As trials in civil cases have become increasingly rare, in part due to the rise of ADR, we sometimes forget that trials can serve a profound purpose. There are few processes that can “decide” a contested factual issue like a trial.
Below is a video of David Boies debating Tony Perkins, head of the Family Research Council. Boies’s explanation of what happened at the recent Proposition 8 trial, makes me proud to call myself a trial lawyer, and reminds us of what courts can do at their best. Even if you think the courtroom was not an appropriate place to determine the constitutional validity of a state initiative denying gay people the ability to marry, you have to admire trial lawyer Boies’s description of the power of trials to expose the weaknesses of positions that are easy to support on, say, television. By contrast, in a court of law, as Boies states, you have to support your opinions with actual evidence, and defend them under cross-examination: “The witness stand is a lonely place to lie.” The reason Boies and Ted Olson won the Prop 8 case at trial was because their side had numerous empirical studies and other evidence showing that gay marriage has no harmful effects on society. The other side seemed to be relying mainly on faith, which doesn’t usually stand up well against an onslaught of empirical evidence. (On the other hand, Clarence Darrow lost the Scopes case, which provided a similar opportunity for science to confront faith, but Darrow’s position was eventually vindicated in subsequent court cases.)

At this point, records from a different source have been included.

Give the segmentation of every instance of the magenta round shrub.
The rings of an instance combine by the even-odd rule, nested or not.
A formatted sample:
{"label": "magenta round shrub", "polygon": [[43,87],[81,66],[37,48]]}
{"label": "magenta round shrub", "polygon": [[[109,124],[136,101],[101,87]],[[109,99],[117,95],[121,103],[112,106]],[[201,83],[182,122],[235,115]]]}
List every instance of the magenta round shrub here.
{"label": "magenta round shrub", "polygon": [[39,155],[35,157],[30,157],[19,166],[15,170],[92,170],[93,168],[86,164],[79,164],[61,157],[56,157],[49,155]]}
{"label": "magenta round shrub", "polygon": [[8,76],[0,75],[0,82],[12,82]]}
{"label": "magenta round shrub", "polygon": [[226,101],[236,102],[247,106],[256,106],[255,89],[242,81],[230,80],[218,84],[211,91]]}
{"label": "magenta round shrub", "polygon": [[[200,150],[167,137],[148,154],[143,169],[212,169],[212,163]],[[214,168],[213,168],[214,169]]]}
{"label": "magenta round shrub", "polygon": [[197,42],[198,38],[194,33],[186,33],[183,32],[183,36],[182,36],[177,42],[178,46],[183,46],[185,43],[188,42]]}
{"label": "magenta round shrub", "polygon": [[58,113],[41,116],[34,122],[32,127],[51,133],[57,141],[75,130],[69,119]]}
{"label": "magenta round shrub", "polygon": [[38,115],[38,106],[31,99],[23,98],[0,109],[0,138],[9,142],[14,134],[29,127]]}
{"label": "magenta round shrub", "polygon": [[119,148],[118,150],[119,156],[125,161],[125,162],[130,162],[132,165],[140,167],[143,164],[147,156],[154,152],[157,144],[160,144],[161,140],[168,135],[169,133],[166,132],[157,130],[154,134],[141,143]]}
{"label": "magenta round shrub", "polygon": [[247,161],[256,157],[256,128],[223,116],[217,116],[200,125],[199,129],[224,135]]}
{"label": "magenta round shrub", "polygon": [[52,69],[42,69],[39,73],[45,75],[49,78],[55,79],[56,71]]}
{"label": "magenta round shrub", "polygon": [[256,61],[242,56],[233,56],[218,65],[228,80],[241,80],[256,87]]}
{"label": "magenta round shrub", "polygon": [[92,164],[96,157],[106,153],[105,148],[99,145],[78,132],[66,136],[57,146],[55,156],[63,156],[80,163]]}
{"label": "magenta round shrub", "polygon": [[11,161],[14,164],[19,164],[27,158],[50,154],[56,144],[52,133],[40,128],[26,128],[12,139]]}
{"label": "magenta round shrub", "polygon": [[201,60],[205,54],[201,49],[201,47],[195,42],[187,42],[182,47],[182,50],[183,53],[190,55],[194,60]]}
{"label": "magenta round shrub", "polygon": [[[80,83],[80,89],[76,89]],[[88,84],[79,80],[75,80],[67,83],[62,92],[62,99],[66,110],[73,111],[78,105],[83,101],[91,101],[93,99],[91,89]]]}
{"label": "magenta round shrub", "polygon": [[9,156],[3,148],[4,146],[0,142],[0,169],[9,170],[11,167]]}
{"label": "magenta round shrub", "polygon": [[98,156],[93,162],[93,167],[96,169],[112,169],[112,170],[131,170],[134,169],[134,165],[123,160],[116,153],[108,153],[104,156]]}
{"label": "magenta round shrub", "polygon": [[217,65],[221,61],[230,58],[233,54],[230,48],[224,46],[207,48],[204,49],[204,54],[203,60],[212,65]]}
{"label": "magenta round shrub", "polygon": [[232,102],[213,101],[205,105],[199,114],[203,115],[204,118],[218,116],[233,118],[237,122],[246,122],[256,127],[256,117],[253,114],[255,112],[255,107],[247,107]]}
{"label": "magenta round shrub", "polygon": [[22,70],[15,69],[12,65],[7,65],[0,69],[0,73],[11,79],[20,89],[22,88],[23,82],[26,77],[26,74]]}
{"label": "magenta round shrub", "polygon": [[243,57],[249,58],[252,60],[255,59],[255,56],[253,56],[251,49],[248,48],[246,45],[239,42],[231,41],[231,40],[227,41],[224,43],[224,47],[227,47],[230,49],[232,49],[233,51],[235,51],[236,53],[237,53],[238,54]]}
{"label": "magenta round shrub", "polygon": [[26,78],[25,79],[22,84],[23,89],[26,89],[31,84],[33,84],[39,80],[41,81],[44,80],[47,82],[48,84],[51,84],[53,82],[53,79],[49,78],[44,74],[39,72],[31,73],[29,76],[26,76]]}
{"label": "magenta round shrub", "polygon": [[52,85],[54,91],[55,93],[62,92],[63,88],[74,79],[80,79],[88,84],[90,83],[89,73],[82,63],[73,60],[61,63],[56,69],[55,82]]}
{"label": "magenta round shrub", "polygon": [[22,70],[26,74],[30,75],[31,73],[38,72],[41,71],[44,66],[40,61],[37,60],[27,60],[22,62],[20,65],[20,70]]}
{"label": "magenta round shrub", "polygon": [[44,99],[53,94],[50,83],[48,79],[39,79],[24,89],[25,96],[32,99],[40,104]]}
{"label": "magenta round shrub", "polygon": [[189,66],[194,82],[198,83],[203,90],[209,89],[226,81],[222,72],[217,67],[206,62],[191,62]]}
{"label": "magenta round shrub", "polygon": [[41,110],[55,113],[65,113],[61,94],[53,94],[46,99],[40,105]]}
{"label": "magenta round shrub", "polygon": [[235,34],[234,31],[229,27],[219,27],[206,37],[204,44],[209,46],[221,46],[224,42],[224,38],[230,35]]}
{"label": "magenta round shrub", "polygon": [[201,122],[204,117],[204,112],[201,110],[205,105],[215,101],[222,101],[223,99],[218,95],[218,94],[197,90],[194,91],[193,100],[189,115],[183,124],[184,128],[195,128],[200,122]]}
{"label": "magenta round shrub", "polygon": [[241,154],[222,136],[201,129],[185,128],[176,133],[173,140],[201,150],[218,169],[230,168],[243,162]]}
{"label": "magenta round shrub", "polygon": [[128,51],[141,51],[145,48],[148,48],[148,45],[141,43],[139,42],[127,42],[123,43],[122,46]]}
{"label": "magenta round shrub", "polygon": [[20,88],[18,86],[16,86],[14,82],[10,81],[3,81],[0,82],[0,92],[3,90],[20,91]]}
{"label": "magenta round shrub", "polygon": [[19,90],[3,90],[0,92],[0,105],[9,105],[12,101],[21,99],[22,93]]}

Gay marriage would present an interesting issue to test in a mediation-like setting, that could perhaps open people up to consider opposing points of view. I don’t know what result would have been produced by a mediation, as opposed to a trial, of the validity of Proposition 8. Perhaps a mediated result would have led to a solution that would command more of a consensus of public opinion. But mediation does not produce law in the same way that appellate review of this trial result will produce law, and mediation would not have provided the plaintiffs’ side in this case with the same ability to expose the factual weaknesses of their opponents’ position. In mediation, as on tv, parties can cling to false positions, and all participants’ feelings are entitled to some weight. On the other hand, I have been involved in some mediations in which parties did a pretty effective job of confronting the other side with evidence, or demonstrating the other side’s lack of evidence.
As I have mentioned in previous posts, mediators sometimes seem to forget that we need trials to provide a measuring stick to assess the potential value of mediated claims. We need trials to create law. And we need trials to decide important issues that could perhaps be resolved in other ways, but don’t seem to get “decided” in any other way. Mediation should not be seen as a means of “replacing” trial. Instead it should be seen as a way to help parties avoid or reduce the costs of litigation, and in appropriate cases (i.e., most cases), lead to a negotiated settlement instead of trial.
In case it is not clear from this and other posts, I should reiterate that I remain a big proponent of mediation. I enjoy serving as a mediator, and I think that in the vast majority of cases, mediation can reach an outcome that is better for both sides than trial. That is the goal anyway. But mediators should be aware of the limitations of the process, and keep in mind that some disputes are best resolved by more traditional means. In fact, one way to encourage a settlement in a mediation is to remind the parties that if they go to trial, they are going to have to support their position with evidence that is persuasive to the fact-finder.